Two Pennsylvania Supreme Court cases dealing with the argument that the extent of a taking by a school district for future use was an abuse of discretion are relevant here. In Winger v. Aires, 371 Pa. 242, 89 A.2d 521 (1952), the Supreme Court held that the School
[ 124 Pa. Commw. Page 480]
Board of Ephrata had abused its discretion in condemning the 55 acre Winger Farm in 1950 when a school census showed a need for an additional 3 school rooms for the 1952-53 term and 3 more for the 1953-54 term. Evidence was produced which showed this amount to be far in excess of what was, at that time, needed or recommended for the increase in students. In Pittsburgh School Condemnation Case, the Supreme Court held that the objectors to a condemnation of land for future use had failed to meet their burden of proving abuse of discretion because they failed to come forward with any evidence on that factual issue.
In the instant case, we have evidence on the issue of whether there existed a necessity for future use of the land condemned within a reasonable time. The trial court resolved this factual evidence in favor of Naaman King in determining that the Board abused its discretion in condemning Naaman King's entire 102 acre farm. In reviewing the record in this case to determine if the trial court abused its discretion in concluding that the school district did not have a necessity for the condemned land within a reasonable time, we are guided by the words of the Pennsylvania Supreme Court: "'The exercise of the right of eminent domain, whether directly by the state or its authorized grantee, is necessarily in derogation of private right, and the rule in that case is, that the authority is to be strictly construed.'" Winger at 247, 89 A.2d at 521, 523 (quoting Lance's Appeal, 55 Pa. 16, 25 (1867)).

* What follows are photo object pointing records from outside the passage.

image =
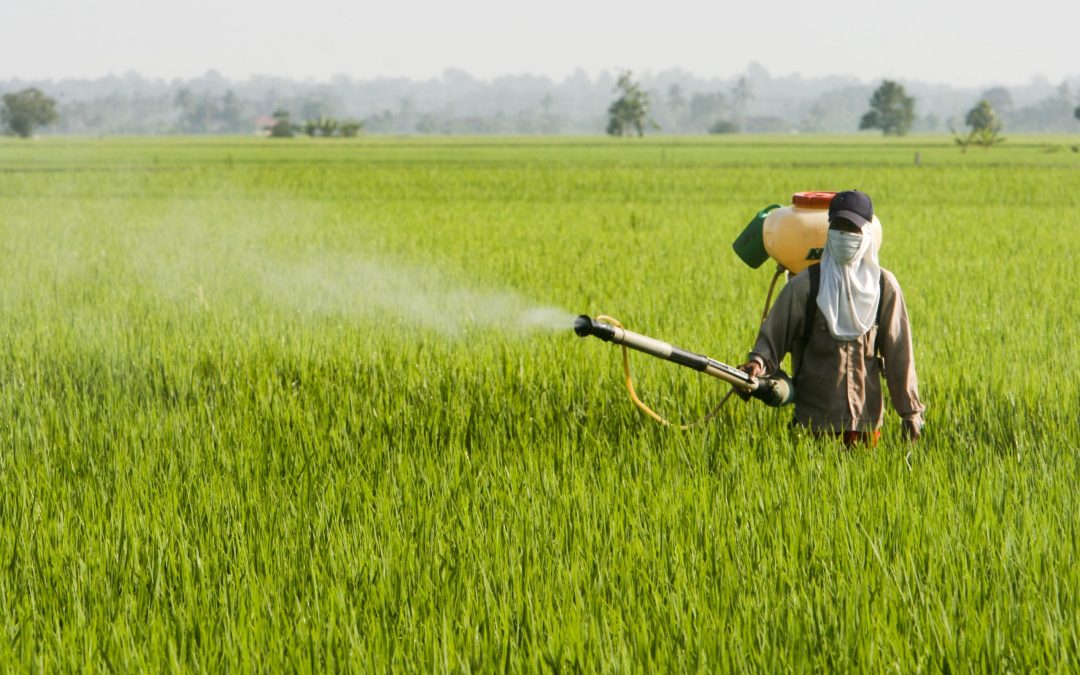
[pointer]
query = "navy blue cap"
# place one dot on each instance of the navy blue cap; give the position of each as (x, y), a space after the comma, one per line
(851, 205)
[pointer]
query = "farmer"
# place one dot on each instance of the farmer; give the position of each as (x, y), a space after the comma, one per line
(840, 320)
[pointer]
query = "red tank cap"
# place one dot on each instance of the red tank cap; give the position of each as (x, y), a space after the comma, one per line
(812, 200)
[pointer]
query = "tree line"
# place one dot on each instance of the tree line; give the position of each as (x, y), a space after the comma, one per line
(456, 103)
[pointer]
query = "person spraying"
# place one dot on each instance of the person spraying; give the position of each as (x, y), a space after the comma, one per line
(846, 324)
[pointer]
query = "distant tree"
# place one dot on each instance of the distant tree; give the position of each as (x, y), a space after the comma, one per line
(26, 110)
(723, 126)
(629, 112)
(985, 126)
(350, 129)
(321, 126)
(283, 126)
(891, 110)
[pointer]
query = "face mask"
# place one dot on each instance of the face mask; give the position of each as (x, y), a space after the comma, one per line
(842, 246)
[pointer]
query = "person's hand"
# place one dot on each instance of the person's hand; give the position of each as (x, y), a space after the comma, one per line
(752, 367)
(912, 432)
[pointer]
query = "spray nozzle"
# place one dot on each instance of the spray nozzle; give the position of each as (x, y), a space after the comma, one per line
(584, 325)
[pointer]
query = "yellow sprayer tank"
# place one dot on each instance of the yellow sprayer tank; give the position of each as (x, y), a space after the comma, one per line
(795, 235)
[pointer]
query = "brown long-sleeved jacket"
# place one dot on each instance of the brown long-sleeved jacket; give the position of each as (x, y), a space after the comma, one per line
(838, 387)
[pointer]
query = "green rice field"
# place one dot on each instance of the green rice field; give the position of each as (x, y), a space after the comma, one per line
(315, 405)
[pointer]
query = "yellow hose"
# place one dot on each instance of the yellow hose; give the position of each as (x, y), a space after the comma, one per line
(639, 404)
(630, 379)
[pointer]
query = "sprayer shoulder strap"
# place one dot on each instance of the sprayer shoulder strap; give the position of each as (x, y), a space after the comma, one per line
(811, 312)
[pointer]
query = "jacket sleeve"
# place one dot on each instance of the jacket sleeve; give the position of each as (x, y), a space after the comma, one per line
(898, 352)
(783, 326)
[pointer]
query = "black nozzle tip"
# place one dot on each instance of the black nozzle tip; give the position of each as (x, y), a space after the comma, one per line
(583, 325)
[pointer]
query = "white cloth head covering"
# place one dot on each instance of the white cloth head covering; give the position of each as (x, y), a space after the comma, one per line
(849, 294)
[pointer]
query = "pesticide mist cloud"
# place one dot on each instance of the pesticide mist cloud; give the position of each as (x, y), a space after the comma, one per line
(418, 297)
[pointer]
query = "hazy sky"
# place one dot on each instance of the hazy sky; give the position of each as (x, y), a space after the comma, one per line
(948, 41)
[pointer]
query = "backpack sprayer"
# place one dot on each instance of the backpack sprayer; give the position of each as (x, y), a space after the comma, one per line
(792, 235)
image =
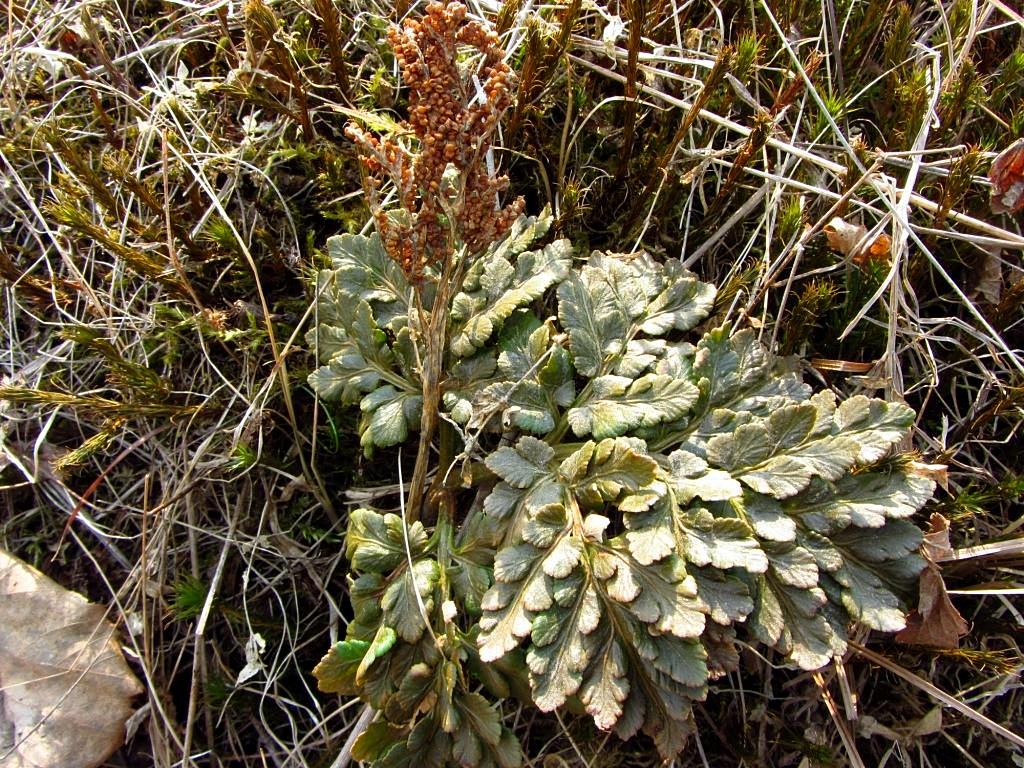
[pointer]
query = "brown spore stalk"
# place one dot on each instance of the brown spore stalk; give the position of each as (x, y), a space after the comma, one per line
(453, 114)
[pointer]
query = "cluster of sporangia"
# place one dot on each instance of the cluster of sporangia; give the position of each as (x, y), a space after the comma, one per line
(454, 117)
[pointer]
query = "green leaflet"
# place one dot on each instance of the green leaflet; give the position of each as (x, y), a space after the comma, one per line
(865, 500)
(619, 404)
(710, 500)
(779, 455)
(401, 608)
(537, 379)
(379, 543)
(342, 670)
(494, 289)
(358, 357)
(557, 591)
(360, 366)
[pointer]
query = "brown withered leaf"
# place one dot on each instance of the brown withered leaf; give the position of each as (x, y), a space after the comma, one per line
(935, 622)
(936, 546)
(65, 688)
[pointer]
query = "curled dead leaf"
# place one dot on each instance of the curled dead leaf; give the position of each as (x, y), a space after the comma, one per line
(935, 622)
(852, 241)
(65, 688)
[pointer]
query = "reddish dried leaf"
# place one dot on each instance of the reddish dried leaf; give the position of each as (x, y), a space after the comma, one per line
(936, 621)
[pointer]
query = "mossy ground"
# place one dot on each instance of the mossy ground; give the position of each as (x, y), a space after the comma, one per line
(172, 171)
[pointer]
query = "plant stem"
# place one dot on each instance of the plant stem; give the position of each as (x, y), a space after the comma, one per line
(435, 342)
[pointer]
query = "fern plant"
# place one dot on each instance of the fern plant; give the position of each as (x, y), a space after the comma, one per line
(612, 509)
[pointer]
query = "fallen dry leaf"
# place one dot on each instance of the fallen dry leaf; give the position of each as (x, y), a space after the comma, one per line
(851, 240)
(935, 622)
(936, 546)
(65, 688)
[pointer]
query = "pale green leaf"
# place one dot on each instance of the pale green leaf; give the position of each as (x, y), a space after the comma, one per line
(680, 304)
(617, 404)
(388, 416)
(791, 564)
(725, 599)
(523, 465)
(769, 519)
(865, 500)
(378, 543)
(604, 471)
(494, 290)
(606, 685)
(875, 425)
(556, 669)
(692, 478)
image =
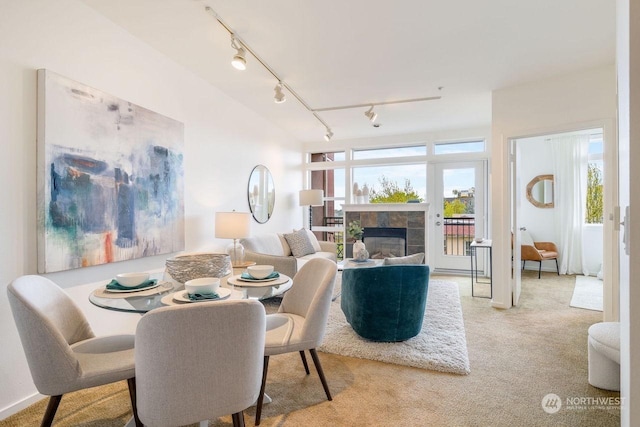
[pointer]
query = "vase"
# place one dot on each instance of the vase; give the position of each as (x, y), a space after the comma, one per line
(360, 252)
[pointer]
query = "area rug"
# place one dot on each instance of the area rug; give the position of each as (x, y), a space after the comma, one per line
(587, 293)
(441, 345)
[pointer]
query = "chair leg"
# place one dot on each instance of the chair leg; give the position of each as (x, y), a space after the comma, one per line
(316, 361)
(539, 268)
(238, 419)
(304, 361)
(52, 407)
(261, 395)
(131, 382)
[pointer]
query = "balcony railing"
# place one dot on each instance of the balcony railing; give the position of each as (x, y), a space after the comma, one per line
(458, 235)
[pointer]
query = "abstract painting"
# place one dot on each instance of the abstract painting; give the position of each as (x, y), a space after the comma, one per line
(110, 178)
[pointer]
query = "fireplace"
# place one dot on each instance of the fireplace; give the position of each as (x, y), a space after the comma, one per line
(385, 242)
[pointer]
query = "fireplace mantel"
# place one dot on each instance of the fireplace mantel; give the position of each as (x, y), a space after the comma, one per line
(411, 216)
(386, 207)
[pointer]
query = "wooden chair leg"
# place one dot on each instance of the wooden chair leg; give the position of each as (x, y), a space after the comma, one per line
(131, 382)
(539, 268)
(304, 361)
(316, 361)
(238, 419)
(50, 413)
(261, 395)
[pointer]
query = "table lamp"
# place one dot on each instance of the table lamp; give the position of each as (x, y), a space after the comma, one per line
(311, 198)
(234, 225)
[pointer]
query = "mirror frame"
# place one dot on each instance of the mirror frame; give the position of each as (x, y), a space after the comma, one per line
(260, 178)
(530, 185)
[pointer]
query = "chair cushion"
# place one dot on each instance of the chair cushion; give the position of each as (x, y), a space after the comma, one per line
(299, 243)
(409, 259)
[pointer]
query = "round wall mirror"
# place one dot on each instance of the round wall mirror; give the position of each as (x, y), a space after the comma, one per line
(540, 191)
(262, 194)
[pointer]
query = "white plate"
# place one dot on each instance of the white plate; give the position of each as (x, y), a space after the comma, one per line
(183, 296)
(133, 290)
(242, 279)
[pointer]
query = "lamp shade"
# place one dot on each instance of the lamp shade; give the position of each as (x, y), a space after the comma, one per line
(233, 225)
(311, 197)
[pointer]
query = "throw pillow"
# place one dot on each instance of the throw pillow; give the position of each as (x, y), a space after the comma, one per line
(299, 243)
(409, 259)
(314, 241)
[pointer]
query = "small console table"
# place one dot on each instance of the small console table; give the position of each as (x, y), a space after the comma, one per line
(473, 251)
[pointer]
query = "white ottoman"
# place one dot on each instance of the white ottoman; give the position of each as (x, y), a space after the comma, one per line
(604, 355)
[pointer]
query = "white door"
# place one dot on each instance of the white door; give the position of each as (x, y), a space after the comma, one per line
(458, 213)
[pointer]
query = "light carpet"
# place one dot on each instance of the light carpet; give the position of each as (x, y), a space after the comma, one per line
(441, 345)
(587, 293)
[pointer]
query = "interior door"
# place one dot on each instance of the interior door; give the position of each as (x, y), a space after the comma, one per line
(459, 213)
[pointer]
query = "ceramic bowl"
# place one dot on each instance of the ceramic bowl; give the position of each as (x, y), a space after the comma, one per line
(259, 271)
(130, 280)
(203, 285)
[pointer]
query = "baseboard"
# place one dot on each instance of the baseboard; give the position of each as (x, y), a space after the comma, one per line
(20, 405)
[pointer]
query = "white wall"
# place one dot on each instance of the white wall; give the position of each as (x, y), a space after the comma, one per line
(581, 100)
(223, 142)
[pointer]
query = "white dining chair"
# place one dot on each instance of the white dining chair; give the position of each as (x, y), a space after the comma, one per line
(62, 351)
(301, 320)
(197, 362)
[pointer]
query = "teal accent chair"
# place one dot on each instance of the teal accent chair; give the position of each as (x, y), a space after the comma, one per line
(387, 302)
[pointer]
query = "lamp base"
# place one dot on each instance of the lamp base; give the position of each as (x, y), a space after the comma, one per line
(236, 253)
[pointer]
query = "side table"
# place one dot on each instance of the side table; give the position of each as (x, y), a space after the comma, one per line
(473, 251)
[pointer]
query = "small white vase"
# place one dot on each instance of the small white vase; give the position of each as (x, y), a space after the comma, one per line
(360, 252)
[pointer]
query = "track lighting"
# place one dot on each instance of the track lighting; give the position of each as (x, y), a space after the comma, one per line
(279, 97)
(238, 61)
(328, 135)
(371, 115)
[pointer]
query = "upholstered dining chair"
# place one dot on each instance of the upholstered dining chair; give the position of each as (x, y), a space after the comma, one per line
(537, 251)
(62, 351)
(197, 362)
(301, 320)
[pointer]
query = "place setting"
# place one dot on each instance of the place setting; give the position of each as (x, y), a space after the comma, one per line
(127, 285)
(258, 276)
(204, 289)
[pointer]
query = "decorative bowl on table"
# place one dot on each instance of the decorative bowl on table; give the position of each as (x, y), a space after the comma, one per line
(202, 286)
(260, 271)
(131, 280)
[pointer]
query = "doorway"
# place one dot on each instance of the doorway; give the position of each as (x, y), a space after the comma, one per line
(459, 207)
(534, 157)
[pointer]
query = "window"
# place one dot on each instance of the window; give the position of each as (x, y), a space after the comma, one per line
(385, 153)
(458, 147)
(594, 211)
(392, 183)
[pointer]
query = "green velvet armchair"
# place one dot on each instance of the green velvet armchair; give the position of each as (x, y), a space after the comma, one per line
(385, 303)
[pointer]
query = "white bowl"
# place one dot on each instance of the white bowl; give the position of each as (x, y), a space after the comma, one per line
(259, 271)
(203, 285)
(130, 280)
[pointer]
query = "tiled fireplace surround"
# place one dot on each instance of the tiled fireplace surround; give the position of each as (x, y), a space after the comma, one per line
(411, 216)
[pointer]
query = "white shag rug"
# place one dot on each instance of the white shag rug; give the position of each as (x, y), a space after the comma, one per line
(441, 345)
(587, 293)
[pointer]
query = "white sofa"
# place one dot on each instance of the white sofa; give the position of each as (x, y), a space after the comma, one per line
(273, 249)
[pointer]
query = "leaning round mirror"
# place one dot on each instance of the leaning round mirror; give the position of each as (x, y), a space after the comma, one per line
(540, 191)
(262, 194)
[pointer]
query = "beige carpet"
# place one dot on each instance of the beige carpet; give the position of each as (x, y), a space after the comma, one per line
(518, 356)
(441, 344)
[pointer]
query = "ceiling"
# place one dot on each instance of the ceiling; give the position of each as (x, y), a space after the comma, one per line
(335, 53)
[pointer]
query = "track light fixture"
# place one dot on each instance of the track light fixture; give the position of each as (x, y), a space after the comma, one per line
(328, 135)
(371, 115)
(279, 97)
(238, 61)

We have no doubt that the Board relied in good faith on McAdams' enrollment projections. Nor do we doubt that McAdams' projections were based on the best available information. However, as McAdams' own testimony demonstrates, the enrollment projections are based on assumptions and possibilities. Even McAdams expressed doubt as to his projections after the year 1992. The
[ 124 Pa. Commw. Page 481]
enrollment projections are based in a large part on an assumption that 1.06 children will be living in each house that might be built in the pending and approved subdivisions in Parkesburg Borough.
Clearly a school district must engage in long range projections, as were done here, to prepare for future needs. The purchase of land for such projected needs to avoid higher costs in the future and to be sure there is sufficient land is proper and commendable. The necessity for purposes of supporting a condemnation, though, requires more to support it than enrollment projections based on possible housing development. Condemnation of an entire working farm for school buildings projected to be needed over the next 5 to 12 years, where the probable need is based on assumptions and possibilities that have been challenged by contrary evidence, is beyond the eminent domain power vested in the Board by the Public School Code and constitutes an abuse of discretion.
Accordingly, we affirm.
And Now, March 29, 1989, the order of the Court of Common Pleas of Chester County in the above-captioned case is affirmed.